1°) La monnaie de référence est désormais de plus en plus discutée car l’arbitrage entre valeur refuge et transparence des transactions (blockchain) tend à privilégier progressivement le renforcement de lois intrusives : on connait déjà moult législations américaines qui veulent s’imposer au monde entier ! Cela favorisera inéluctablement le recours à d’autres monnaies de portée internationale mais moins invasives. Même si l’US Dollar restera quelques décennies encore la monnaie prédominante, on connaitra avec la confirmation des Zones monétaires, des endroits ou le billet vert semblera exotique, à commencer par la zone Euro évidemment. 

 2°) les normes comptables ont grandement favorisé la valeur « en devenir » des entreprises audacieuses voir téméraires. Et admettre à présent que la valeur boursière du capital d’une entreprise est un meilleur moyen d’appréciation que l’antique méthode qui consistait à savoir combien on y avait investi, combien elle avait conservé de ses bénéfices pour assurer son fonctionnement, favorise à l’excès les vedettes du jour. Constater que la capitalisation d’AMAZON qui n’est significativement bénéficiaire que depuis 2015 après 20 ans de stagnations ou de pertes, vaut a elle seule plus que toutes les entreprises françaises réunies dans le CAC 40, reste absurde pour beaucoup. Bientôt ces normes favoriseront d’autres compétiteurs, chinois par exemple, et les américains seront les premiers à vouloir reformer le principe des évaluations corporate au risque de voir les volumes capitalistiques fuir New York pour Hong Kong et Shangaï.  Mais ce chantier discret, obscur même tant la normalisation est peu accessible aux néophytes, ne fait que s’ouvrir et c’est là un domaine où la suprématie yankee a encore de beaux jours, tant qu’IFRS et USGAAP ne seront harmonisés pour commencer.

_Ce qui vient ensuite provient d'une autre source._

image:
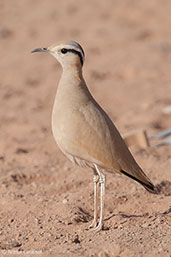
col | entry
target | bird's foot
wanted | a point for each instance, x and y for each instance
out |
(93, 225)
(96, 227)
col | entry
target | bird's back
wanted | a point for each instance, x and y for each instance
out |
(84, 132)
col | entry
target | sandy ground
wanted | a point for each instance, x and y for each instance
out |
(46, 203)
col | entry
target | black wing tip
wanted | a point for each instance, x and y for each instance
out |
(148, 186)
(151, 188)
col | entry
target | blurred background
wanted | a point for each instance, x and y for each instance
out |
(127, 68)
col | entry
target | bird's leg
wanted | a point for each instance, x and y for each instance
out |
(95, 182)
(102, 193)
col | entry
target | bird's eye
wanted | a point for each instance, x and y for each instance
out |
(64, 50)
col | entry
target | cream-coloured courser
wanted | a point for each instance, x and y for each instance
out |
(83, 131)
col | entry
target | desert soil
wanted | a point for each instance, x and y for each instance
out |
(46, 203)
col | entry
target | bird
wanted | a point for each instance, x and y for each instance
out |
(83, 130)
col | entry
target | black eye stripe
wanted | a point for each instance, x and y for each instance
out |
(64, 51)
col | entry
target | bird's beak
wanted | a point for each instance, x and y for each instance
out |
(43, 49)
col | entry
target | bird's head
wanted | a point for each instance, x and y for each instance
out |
(67, 54)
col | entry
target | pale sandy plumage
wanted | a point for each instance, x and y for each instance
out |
(83, 131)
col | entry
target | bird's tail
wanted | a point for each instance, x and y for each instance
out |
(143, 180)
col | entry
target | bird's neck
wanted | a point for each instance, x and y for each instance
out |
(72, 72)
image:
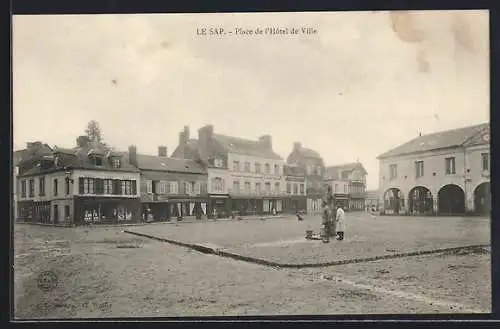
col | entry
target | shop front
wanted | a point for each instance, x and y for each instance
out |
(106, 210)
(195, 208)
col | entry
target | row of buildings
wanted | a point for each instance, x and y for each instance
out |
(211, 176)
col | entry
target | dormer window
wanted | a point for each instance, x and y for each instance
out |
(218, 162)
(116, 163)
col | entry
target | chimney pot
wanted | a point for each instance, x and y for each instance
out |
(162, 151)
(132, 155)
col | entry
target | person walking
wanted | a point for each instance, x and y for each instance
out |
(340, 223)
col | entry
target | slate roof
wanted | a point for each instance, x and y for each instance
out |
(245, 146)
(76, 158)
(303, 152)
(156, 163)
(439, 140)
(332, 172)
(188, 151)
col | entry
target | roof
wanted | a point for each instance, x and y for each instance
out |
(309, 153)
(332, 172)
(373, 194)
(245, 147)
(439, 140)
(17, 156)
(156, 163)
(76, 158)
(303, 152)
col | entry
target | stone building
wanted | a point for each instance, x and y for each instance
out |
(349, 184)
(82, 185)
(372, 200)
(170, 188)
(245, 177)
(295, 179)
(312, 163)
(445, 173)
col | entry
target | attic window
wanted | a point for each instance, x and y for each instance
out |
(116, 163)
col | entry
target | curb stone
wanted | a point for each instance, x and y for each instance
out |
(259, 261)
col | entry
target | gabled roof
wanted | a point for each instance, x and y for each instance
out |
(303, 152)
(156, 163)
(439, 140)
(332, 172)
(187, 151)
(294, 170)
(245, 146)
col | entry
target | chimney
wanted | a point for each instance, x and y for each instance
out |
(266, 141)
(132, 155)
(162, 151)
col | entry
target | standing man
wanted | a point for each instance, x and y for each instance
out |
(340, 224)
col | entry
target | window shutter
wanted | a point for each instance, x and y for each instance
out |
(80, 185)
(134, 187)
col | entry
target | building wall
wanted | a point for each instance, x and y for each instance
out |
(476, 176)
(253, 177)
(435, 176)
(77, 173)
(147, 184)
(218, 173)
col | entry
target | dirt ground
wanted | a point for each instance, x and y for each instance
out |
(103, 272)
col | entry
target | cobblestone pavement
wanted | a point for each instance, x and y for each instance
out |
(103, 272)
(282, 240)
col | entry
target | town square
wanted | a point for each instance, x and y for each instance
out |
(142, 188)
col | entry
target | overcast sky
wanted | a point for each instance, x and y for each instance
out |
(365, 83)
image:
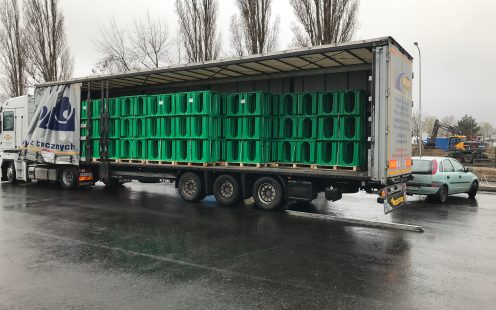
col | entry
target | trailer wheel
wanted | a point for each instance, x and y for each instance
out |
(68, 177)
(191, 187)
(10, 173)
(268, 193)
(226, 190)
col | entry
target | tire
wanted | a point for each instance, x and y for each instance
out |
(191, 187)
(10, 173)
(473, 189)
(442, 194)
(468, 158)
(226, 190)
(68, 177)
(268, 194)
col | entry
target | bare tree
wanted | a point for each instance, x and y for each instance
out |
(324, 21)
(198, 28)
(252, 32)
(49, 56)
(13, 49)
(116, 50)
(145, 46)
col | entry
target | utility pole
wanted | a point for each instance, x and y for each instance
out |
(419, 139)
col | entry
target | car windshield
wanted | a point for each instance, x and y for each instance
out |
(421, 166)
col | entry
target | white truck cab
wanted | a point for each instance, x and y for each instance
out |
(15, 116)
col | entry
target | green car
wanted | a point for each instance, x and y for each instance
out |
(438, 177)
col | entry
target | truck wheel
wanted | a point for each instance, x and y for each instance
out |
(226, 190)
(68, 177)
(473, 189)
(191, 187)
(468, 158)
(11, 174)
(268, 193)
(442, 194)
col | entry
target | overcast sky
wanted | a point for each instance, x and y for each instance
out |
(456, 38)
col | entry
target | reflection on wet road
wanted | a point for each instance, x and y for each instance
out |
(140, 246)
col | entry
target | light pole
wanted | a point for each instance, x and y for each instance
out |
(419, 140)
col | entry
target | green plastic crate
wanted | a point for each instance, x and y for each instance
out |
(182, 127)
(351, 154)
(84, 110)
(287, 104)
(307, 103)
(232, 127)
(152, 106)
(328, 128)
(114, 128)
(329, 103)
(167, 150)
(127, 106)
(327, 153)
(305, 152)
(126, 128)
(166, 127)
(255, 127)
(307, 127)
(114, 107)
(288, 127)
(165, 104)
(139, 127)
(352, 128)
(286, 151)
(95, 108)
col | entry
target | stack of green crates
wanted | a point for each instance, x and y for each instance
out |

3°) Avec la complexité croissante des normes donc de l’interprétation des comptes, les agences de notation, créées à l’origine pour surveiller la solvabilité des aventuriers de l’ouest américain financés par l’est américain, se sont renforcées. Comment ? Très simplement :  en justifiant, statistiques incontestables en main, qu’investir dans une entreprise évaluée, notée, surveillée est évidemment moins risqué que de miser sur une entreprise qui ne l’est pas. Des lors, tous les investisseurs institutionnels (assureurs, caisses de retraite …) privilégient les entreprises notées dans leurs placements, ce qui a pour effet de faire monter (loi d’offre et de la demande en bourse à forte prédominance américaine) la valeur des titres et d’attirer alors les capitaux du monde entier vers des entreprises plus sûres puisque mieux notées, plus rentables (selon les nouvelles normes) et plus facilement négociables puisque négociées en continue sur les principales places mondiales de capitaux ! La boucle est bouclée !

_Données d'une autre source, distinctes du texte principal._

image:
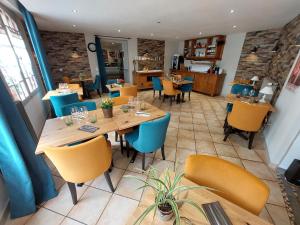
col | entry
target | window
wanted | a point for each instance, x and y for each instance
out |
(15, 63)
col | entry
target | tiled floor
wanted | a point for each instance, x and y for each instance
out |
(195, 128)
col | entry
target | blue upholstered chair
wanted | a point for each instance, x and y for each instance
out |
(96, 86)
(66, 110)
(157, 86)
(187, 88)
(149, 137)
(61, 100)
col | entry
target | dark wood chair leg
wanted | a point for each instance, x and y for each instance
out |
(108, 180)
(121, 143)
(163, 152)
(251, 138)
(72, 189)
(143, 162)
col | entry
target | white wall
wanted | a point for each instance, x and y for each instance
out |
(284, 127)
(171, 48)
(230, 59)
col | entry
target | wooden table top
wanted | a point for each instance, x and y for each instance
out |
(57, 92)
(55, 133)
(117, 87)
(232, 97)
(236, 214)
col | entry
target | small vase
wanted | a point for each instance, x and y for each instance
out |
(107, 113)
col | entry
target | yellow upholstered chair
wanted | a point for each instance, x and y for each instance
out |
(128, 91)
(230, 181)
(246, 117)
(80, 163)
(170, 91)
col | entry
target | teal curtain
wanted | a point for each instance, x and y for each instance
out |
(26, 175)
(37, 46)
(101, 64)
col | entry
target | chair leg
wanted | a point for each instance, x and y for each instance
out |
(72, 189)
(163, 152)
(251, 138)
(108, 180)
(121, 143)
(143, 162)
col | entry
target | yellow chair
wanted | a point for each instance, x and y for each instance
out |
(128, 91)
(170, 91)
(66, 79)
(80, 163)
(230, 181)
(246, 117)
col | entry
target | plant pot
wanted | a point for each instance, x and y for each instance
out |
(165, 215)
(107, 113)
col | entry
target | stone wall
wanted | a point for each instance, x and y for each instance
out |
(155, 50)
(265, 63)
(59, 47)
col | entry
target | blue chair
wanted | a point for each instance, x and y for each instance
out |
(96, 86)
(157, 86)
(187, 88)
(149, 137)
(61, 100)
(66, 110)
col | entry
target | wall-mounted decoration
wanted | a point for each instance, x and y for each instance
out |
(294, 80)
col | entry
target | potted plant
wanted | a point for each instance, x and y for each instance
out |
(107, 107)
(166, 190)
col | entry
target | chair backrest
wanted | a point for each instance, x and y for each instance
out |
(157, 84)
(66, 110)
(83, 162)
(152, 134)
(61, 100)
(122, 100)
(168, 87)
(246, 116)
(230, 181)
(128, 91)
(66, 79)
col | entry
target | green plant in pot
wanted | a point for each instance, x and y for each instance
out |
(107, 107)
(166, 190)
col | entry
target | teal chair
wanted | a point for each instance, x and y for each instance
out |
(187, 88)
(66, 110)
(149, 137)
(96, 86)
(157, 86)
(61, 100)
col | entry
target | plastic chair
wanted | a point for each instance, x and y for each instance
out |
(128, 91)
(96, 86)
(149, 137)
(61, 100)
(157, 86)
(187, 88)
(246, 117)
(66, 110)
(170, 91)
(230, 181)
(83, 162)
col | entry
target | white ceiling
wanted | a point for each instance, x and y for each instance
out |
(180, 19)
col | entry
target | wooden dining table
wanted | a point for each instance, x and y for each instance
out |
(56, 133)
(236, 214)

Mais ces agences elles même ne se sont-elles pas fourvoyées lors de l’évaluation de la situation de la Grèce à l’UE en 2000, de la valeur des sous-jacents immobiliers lors de la crise des Subprime en 2008, et bien d’autres fois encore dans l’appréciation des risques souverains ?

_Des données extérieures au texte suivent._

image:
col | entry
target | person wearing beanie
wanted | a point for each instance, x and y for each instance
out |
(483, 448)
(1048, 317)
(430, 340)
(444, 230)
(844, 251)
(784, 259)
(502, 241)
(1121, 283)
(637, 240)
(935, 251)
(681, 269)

De nouvelles agences apparaissent, des évaluations plus complètes et surtout les compagnies d’assurances crédits promises à un grand avenir semblent plus crédibles que ces notateurs semblables aux interprètes folliculaires. Là encore les 3 agences américaines qui représentent 95% du marché mondial de la notation vivent sur une réputation désormais entachée que le moindre progrès emportera, permettant une redistribution du système financier.

Mais tout cela n’interviendra pas dans les 4 ans qui viennent ; L’olympiade qui attend M. Jo Biden ne sera probablement pas un long fleuve tranquille, et beaucoup attendent le grand crack salvateur pour la vérité des comptes et valeurs. Pourtant, les grands risques géopolitiques qu’auraient entrainés une réélection de Trump seront sans doute amoindris par l’excellente diplomatie du nouveau président. Le monde entier admettra encore quelque temps la lâcheté nécessaire à la stabilité macroéconomique avant l’assainissement inéluctable. Raison de plus pour Wall Street de ne rien changer et surtout pas le contrôle du marché mondial des capitaux, Biden ou pas Biden.